I am currently trying to establish lentivirus production in HEK293T cell line. I have two packaging systems I could use:
- pLP1 / pLP2 / pVSV/G (from Invitrogen i think, we somehow have the plasmids separately)
- pCMVR8.92 (encodes gag/pol) / pRSV-rev (rev) / pMD.G (VSV env)
pCMVR8.92 is a gag-pol vector similar to pCMVR8.91 with a deletion in the Rev coding sequence afaik.
I have three different transfer vectors i would like to use:
- pLVX-dd-ZsGreen1 (Reporter System from Clontech)
- pLKO.1 (commonly used shRNA vector)
- pMF359-IRES-EGFP (constructed lentiviral vector based on pNL-EGFPU3, see this publication: http://nar.oxfordjou...e113#GNF112TB1)
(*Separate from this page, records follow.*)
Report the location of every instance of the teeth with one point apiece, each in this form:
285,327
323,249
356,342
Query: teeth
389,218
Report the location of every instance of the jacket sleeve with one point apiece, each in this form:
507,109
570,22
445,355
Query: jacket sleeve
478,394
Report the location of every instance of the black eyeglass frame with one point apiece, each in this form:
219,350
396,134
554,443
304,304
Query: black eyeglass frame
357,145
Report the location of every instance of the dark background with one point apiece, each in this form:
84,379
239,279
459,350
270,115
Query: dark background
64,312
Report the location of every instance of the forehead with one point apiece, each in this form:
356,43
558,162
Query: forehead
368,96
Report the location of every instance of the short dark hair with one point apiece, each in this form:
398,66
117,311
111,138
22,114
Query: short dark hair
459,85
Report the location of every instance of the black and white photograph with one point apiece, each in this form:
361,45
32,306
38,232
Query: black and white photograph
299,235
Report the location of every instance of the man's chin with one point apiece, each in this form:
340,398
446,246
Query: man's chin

I seeded 7*10^5 HEK293T cells on a 3.5cm dish (6-well plate) and on the next day i did transfection with MetafectenePRO (Biontex) with following DNA amounts:
1ug of all packaging plasmids and env-plasmid, 2ug of transfer vector (I only tried pLVX and pMF so far)
Transfection worked since i had green cells the next day (when I also changed the media). Efficiency was around 60% (of course i can only say this for the transfer vector).
Unfortunately the harvested supernatant could not infect HEK293T or human melanoma cells (I added 200 ul cleared but unconcentrated supernatant to 80% confluent cells in a 6 well plate or 1.2 ml sup to 100mm plate)
Does anyone see an obvious error? Why do most protocols use Calcium-phosphate method for the transfection? I have a protocol from my lab which uses FuGene, but I think this is basically the same as MetafectenePRO.
What about the plasmid ratios? What i have seen online (e.g. lentiweb.com) people apply much transfer vector, less packaging plasmids, and even less envelope plasmid. Why? wouldn't it make more sense to make sure that every cell that takes up the transfer vector really contains the packaging and env plasmids? (e.g. make a ratio of 1:5:5:5 of transfer-vector:packaging-plasmids)
Any further suggestions?
Thanks for any answer.
Edited by loucash, 02 June 2010 - 01:11 AM.